Duncan Drew

Posted on Mar 9

Building Ask Zen Insight: An AI Meditation Teacher with Next.js 16 and Streaming Responses

#webdev #discuss #nextjs #ai

I recently built Ask Zen Insight—an AI-powered meditation teacher named "koji" (空寂, Emptiness and Stillness) that offers thoughtful, non-judgmental conversations grounded in Buddhist and Zen philosophy. In this post, I'll share the technical journey, architecture decisions, and key implementation details.

What is Ask Zen Insight?

Ask Zen Insight is a web application where users can have conversations with an AI trained to respond like a Zen meditation teacher. The AI guides users toward self-reflection using metaphors like water, clouds, mirrors, and the moon—all while maintaining a gentle, non-judgmental tone.

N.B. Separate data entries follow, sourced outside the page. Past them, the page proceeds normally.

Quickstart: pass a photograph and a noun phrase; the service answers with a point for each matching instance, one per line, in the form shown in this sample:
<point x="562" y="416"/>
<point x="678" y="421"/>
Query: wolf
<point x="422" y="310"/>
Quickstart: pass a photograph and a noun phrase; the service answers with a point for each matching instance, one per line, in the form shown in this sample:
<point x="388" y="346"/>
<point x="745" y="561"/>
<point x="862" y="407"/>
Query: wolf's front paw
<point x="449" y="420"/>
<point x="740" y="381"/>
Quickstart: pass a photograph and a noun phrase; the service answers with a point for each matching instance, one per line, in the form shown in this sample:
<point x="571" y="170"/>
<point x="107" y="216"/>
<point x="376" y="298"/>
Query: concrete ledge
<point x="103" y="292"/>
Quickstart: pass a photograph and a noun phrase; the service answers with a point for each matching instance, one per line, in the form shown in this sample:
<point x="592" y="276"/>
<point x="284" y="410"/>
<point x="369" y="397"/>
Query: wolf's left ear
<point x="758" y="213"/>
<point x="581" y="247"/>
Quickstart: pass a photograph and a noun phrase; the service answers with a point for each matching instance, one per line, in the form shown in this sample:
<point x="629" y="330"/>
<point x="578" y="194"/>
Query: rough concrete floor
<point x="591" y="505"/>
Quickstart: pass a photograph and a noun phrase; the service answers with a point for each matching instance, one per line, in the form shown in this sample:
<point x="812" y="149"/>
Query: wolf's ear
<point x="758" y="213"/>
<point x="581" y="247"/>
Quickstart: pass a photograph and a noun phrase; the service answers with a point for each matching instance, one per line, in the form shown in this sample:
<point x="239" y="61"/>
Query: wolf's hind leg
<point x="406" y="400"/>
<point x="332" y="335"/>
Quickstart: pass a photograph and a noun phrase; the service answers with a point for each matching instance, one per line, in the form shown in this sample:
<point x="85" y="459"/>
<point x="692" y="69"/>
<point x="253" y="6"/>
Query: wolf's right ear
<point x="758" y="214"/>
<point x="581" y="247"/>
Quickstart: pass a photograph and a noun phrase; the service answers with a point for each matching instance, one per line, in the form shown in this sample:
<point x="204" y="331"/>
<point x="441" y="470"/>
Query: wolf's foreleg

Live demo: https://ask.zeninsight.xyz

Technology Stack

I chose a modern, developer-friendly stack that enables rapid development and excellent user experience:

Core Framework

Next.js 16 (App Router) - For the application framework and server-side rendering
React 19.2.0 - Latest React with improved performance and developer experience
TypeScript 5.9.3 - Type safety and better code maintainability

AI Integration

Vercel AI SDK 6.0.7 - For managing AI chat interfaces and streaming
Zhipu AI GLM-4.7 - The underlying LLM (with GLM-4-Flash for faster responses)
Custom streaming implementation - For real-time response delivery

Styling & UI

Tailwind CSS v4 - Utility-first CSS with the new @import syntax
OKLCH color space - Better perceptual uniformity than traditional color spaces
Radix UI - Unstyled primitives for accessible components
next-themes - Dark mode support

Backend & Services

Supabase - Authentication and database
Vercel Analytics - Performance monitoring

Architecture Overview

The application follows a clean, separation-of-concerns architecture:

app/
├── api/chat/route.ts          # API endpoint for AI streaming
├── chat/page.tsx              # Main chat interface
├── page.tsx                   # Landing page
├── layout.tsx                 # Root layout with fonts
└── blog/page.tsx              # Blog section (placeholder)

components/
├── chat-interface.tsx         # Chat UI with useChat hook
├── share-card.tsx             # Share conversation cards
├── message-actions.tsx        # Feedback and actions per message
└── ui/                        # Radix UI components (50+)

lib/
├── utils.ts                   # Utilities (cn, etc.)
├── usage-limits.ts            # Rate limiting logic
├── subscription.ts            # User tier management
└── sensitive-keywords.ts      # Crisis detection

Key Implementation Details

1. Streaming Chat Architecture

One of the most critical features is real-time streaming. I implemented this using a custom streaming approach:

Server-side (app/api/chat/route.ts):

// Create a timeout controller to abort if Zhipu AI takes too long
const timeoutController = new AbortController()
const timeoutId = setTimeout(() => timeoutController.abort(), 55000)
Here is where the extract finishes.